Let’s look at science. We all remember the notorious chapter on adolescence in biology. Flushed faces and hushed whispers of boys and girls on hearing the words breasts, menstruation, body hair is a sight to be seen. By the end of chapter if the students are able to answer questions about; the process of menstruation, functions of ovaries or different kinds of hormones the teacher considers her job done. But I always wonder why, while learning about adolescence the fact that twenty three percent girls have to dropout of schools due to lack of sanitary facilities is not discussed, why ancient taboos and myths related to menstruation are not busted in a science class, why boys are not sensitised about the discrimination girls have to face during periods.

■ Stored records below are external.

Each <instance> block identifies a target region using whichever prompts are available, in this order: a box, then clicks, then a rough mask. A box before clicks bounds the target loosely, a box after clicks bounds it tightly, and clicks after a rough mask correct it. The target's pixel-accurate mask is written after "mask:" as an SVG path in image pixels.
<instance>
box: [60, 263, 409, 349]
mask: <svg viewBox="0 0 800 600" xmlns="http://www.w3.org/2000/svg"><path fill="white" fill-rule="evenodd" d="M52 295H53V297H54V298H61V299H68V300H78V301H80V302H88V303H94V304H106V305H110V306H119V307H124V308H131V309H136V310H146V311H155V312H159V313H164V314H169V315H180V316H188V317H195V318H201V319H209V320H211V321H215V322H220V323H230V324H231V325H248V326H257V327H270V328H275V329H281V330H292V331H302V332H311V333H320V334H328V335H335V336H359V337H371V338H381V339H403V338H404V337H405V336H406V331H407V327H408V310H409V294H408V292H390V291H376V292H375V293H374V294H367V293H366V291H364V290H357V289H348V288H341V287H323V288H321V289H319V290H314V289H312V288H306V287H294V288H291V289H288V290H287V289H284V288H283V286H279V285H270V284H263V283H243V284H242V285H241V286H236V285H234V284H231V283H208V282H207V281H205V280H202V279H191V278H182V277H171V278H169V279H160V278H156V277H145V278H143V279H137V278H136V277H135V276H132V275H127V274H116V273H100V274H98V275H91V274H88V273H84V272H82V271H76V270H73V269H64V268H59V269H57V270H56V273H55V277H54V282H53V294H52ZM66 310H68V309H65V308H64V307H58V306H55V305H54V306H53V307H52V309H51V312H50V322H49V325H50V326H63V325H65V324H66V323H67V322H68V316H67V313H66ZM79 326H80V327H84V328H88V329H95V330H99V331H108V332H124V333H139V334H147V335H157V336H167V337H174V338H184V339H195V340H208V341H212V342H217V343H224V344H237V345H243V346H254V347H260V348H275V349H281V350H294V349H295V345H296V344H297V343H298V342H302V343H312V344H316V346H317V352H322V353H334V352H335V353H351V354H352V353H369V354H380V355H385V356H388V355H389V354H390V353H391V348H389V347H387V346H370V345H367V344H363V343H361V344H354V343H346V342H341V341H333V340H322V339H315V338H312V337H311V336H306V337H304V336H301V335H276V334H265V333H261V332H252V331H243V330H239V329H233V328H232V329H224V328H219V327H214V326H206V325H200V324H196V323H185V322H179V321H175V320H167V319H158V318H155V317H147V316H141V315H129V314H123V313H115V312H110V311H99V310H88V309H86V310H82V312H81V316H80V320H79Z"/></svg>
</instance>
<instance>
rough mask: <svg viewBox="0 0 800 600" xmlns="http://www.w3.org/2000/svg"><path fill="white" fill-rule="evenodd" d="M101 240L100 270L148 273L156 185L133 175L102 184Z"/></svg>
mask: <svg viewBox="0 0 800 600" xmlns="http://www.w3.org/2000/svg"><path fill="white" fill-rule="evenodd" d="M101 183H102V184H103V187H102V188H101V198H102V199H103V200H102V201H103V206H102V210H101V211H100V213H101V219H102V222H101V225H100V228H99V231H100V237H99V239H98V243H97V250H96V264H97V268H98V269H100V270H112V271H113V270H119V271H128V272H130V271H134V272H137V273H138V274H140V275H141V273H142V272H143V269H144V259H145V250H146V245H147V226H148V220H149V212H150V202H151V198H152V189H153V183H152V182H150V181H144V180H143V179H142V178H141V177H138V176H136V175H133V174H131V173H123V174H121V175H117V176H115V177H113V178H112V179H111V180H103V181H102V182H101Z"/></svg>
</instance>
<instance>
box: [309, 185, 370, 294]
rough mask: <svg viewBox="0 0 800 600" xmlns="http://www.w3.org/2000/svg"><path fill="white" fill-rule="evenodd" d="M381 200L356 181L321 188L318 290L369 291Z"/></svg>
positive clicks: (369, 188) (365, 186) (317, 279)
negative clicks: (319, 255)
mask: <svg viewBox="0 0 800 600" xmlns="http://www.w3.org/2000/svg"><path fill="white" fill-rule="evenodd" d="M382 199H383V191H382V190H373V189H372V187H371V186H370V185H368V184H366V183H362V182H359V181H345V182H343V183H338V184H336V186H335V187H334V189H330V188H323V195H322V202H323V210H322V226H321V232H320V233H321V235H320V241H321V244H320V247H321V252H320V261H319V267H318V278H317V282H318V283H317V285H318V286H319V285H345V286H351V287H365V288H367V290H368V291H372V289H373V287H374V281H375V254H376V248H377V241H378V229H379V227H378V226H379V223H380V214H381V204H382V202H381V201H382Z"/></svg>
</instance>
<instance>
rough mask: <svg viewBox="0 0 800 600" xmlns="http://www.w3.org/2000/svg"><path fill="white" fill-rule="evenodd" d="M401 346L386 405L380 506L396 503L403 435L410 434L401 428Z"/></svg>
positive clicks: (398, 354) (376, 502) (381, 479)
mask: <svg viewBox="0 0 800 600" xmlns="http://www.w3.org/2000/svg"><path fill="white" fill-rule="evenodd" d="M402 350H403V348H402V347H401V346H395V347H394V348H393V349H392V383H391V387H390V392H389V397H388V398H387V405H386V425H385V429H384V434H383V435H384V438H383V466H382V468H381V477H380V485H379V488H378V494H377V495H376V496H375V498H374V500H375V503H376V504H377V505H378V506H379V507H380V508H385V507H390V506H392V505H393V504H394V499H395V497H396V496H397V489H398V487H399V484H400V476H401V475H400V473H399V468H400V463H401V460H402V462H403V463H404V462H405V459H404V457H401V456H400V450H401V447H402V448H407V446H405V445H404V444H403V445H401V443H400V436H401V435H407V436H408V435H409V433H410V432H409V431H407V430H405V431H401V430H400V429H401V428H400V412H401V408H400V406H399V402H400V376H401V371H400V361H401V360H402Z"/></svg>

This question-answer system has not even spared poetry, which is perhaps the most alluring way to connect with the soul of life. Like a leech it sucks the joy out of a poem and we are left to learn hollow words scattered on pages. I cannot think of a more hideous way to teach Robert Frost’s ‘The Road Not Taken’ than from a guidebook based on the previous year’s questions. 

The supreme possession of a Class 12 student is likely to be the latest edition of a leading publication’s sample papers. Students trapped in this smothering system are often devoid of enjoying simple pleasures of life like watching the sunset, reading a book, an evening stroll in the park. Every pleasure gets tainted with anxiety of marks, pressure of being a “topper” and stigma of being a “failure”. As if schools were not enough now we also have insidious coaching centres sprawling all around like octopuses strangling students.

Why is this stifling system so ubiquitous? I think it is because it best serves the interests of the status quo of neoliberal society. Where just like everything else, education is nothing but a mere “commodity” sold in the ‘shops’ conventionally known as schools. The fancier the shop, the more ‘valuable’ the education. This system doesn’t need critical thinkers and inventors who work for the betterment of society. It needs an army of indifferent people obsessed with the notion of “getting settled in life” to follow orders and write just correct answers without any deviance. 

This “Banking model of education” as observed by Paulo Freire treats students as empty vessels to be filled with knowledge or more appropriately with information by teachers. More often than not these over brimmed vessels vomit all the information in their examinations and get promoted to the next class.

It is about time we realise the perils of this exam-centric question-answer education system which turns our children into meek followers and robs them off their uniqueness and creativity all the while presenting “rote learning” as the best system of education. I urge teachers to let go of these outdated practices of teaching and embrace dialogic education, to celebrate the uniqueness of every child and break free from the rigid curriculum and standard objective answers, to stop teaching as task doers and start contextualising knowledge with the real lives of students.Education should be the way to get better at ‘being human’. Do not reduce it to perfecting the skill of answer writing.

Manika Chhabra is pursuing her graduation in Sociology from Punjab University.